Member of the National Assembly of Pakistan
- In office September 2010 – 2013
- Constituency: NA-184 (Bahawalpur-II)

= Khadija Aamir Yar Malik =

Pakistani politician

Khadija Aamir Yar Malik is a Pakistani politician who had been a member of the National Assembly of Pakistan from September 2010 to 2013.

==Political career==
She was elected to the National Assembly of Pakistan from Constituency NA-184 (Bahawalpur-II) as a candidate of Pakistan Peoples Party (PPP) in by-polls held in September 2010. She received 74,754 votes and defeated Najibuddin Awaisi.

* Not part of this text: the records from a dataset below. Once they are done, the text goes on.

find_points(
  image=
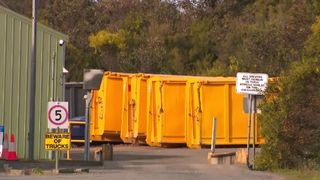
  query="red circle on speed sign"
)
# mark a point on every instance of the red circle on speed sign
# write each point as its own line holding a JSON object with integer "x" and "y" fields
{"x": 56, "y": 107}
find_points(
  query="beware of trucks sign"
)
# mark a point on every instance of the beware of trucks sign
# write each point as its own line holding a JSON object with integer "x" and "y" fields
{"x": 251, "y": 83}
{"x": 57, "y": 141}
{"x": 58, "y": 115}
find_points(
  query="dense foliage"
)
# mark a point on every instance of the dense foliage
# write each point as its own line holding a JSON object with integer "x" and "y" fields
{"x": 207, "y": 37}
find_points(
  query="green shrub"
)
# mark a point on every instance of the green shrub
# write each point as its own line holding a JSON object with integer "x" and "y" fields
{"x": 290, "y": 119}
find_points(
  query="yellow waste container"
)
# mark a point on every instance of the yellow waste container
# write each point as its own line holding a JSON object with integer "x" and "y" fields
{"x": 108, "y": 106}
{"x": 166, "y": 116}
{"x": 216, "y": 97}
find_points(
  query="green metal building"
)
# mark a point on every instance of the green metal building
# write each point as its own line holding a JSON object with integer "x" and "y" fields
{"x": 15, "y": 55}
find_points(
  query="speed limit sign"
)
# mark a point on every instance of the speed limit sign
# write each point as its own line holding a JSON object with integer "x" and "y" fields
{"x": 58, "y": 115}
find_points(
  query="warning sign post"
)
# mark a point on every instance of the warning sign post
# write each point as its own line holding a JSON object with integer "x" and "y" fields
{"x": 58, "y": 115}
{"x": 58, "y": 119}
{"x": 252, "y": 84}
{"x": 57, "y": 141}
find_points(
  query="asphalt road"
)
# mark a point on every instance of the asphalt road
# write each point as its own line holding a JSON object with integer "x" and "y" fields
{"x": 147, "y": 163}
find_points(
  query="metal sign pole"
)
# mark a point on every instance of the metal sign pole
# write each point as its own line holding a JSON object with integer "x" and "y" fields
{"x": 57, "y": 155}
{"x": 87, "y": 129}
{"x": 249, "y": 128}
{"x": 32, "y": 92}
{"x": 213, "y": 144}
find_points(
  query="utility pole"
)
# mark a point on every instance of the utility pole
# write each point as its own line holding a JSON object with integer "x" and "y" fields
{"x": 32, "y": 81}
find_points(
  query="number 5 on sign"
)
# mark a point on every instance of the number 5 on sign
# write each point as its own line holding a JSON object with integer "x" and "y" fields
{"x": 58, "y": 115}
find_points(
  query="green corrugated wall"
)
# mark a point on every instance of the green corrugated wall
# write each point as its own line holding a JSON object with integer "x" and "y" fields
{"x": 15, "y": 49}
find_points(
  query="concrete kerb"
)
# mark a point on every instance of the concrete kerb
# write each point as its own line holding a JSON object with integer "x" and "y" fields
{"x": 46, "y": 167}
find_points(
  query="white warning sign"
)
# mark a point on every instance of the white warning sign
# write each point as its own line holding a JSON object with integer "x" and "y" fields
{"x": 251, "y": 83}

She ran for the seat of the National Assembly from Constituency NA-184 (Bahawalpur-II) as a candidate of PPP in the 2013 Pakistani general election, but was unsuccessful. She received 64,175 votes and lost the seat to Najibuddin Awaisi.

She ran for the seat of the National Assembly from Constituency NA-173 (Bahawalpur-IV) as a candidate of Pakistan Tehreek-e-Insaf (PTI) in the 2018 Pakistani general election, but was unsuccessful. She received 60,211 votes and lost the seat to PML-N candidate Najibuddin Awaisi.